Guilsfield’s Nathan Leonard hopes Covid ‘pushes the re-set button’ on silly semi-professional spending

The Covid-19 pandemic has changed the face of professional football.

It has changed the face of semi-professional football to the point where some leagues aren’t even allowed to play games.

Things will change for the worse and things will change for the better.

For Guilsfield boss Nathan Leonard he hopes the stupid sums some clubs throw around at players at the semi-professional level will come to an end.

As he has explained, he sees the Covid-19 pandemic as a ‘reset button’ for the issue.

Leonard explained: “Hopefully something can be learnt from the pandemic on the money side of the game.

“Someone said to be hopefully it will see a reset button pressed, and I hope that is the case.

“It was getting silly. Some players were being offered £180 to £200, even sums of £220 were being banded about.

“That has to change. Clubs will have to learn from this and players will have to change their ways too.

“They can’t be expecting x, y and z now.”

Guilsfield, who have punched above their weight in the Cymru North for many years, are a different breed to some other clubs at that level.

Their budget is limited but they have a big team behind the scenes who raise money to keep the club going.

And the pandemic has meant the Guils have had to find new ways to raise funds, something that will only benefit the village club in the long term.

Leonard added: “At Guilsfield we do have that limited budget, but we have had to find new ways to raise money through this pandemic.

“That will be handy because when this is over, you’ll have your normal income streams and then these additional ones as well.

“But the main thing from all this is that reset button for this level.

“If players do take the money they’re offered you can’t blame them but it was getting silly.”

Welsh amateur and semi-professional football has arguably been harder hit by the pandemic.
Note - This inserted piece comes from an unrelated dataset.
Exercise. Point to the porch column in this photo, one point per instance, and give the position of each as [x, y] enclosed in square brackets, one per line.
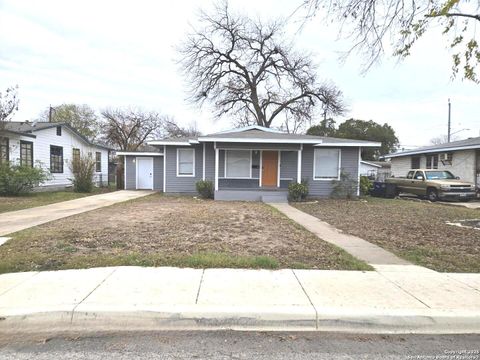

Although some areas of England were limited, they were able to restart and with fans desperate to see some live action they benefitted from big crowds.

Whereas in Wales, the First Minister shut the door on football altogether.

It is now beginning to kick off, but fans will still not be allowed in for the foreseeable future.

“There is the issue with fans and that is annoying. I work in a building with 70 people, where the risk would be higher than going to watch a game,” insisted Leonard.

“If you go to a game, that is your choice. If you don’t want to go, you don’t have to go.

“You can get a crowd at Guilsfield, all distanced with track and trace easily.

“That is the frustrating part.”

With Wales only just starting, it has raised questions whether teams or even leagues may be weaker in the near future.

Some players have opted to go and play in England because they wanted to play, and weren’t able to due to the strong stance of the Welsh Government.

Leonard hopes that doesn’t lead to a weaker standard, because he wants his Guilsfield to be successful in the strongest league possible.

He added: “I hope Covid doesn’t make the league weaker, no one wants to see that.

“I want Guilsfield to be successful in a strong league and I think everyone wants the league to be the strongest it can be.”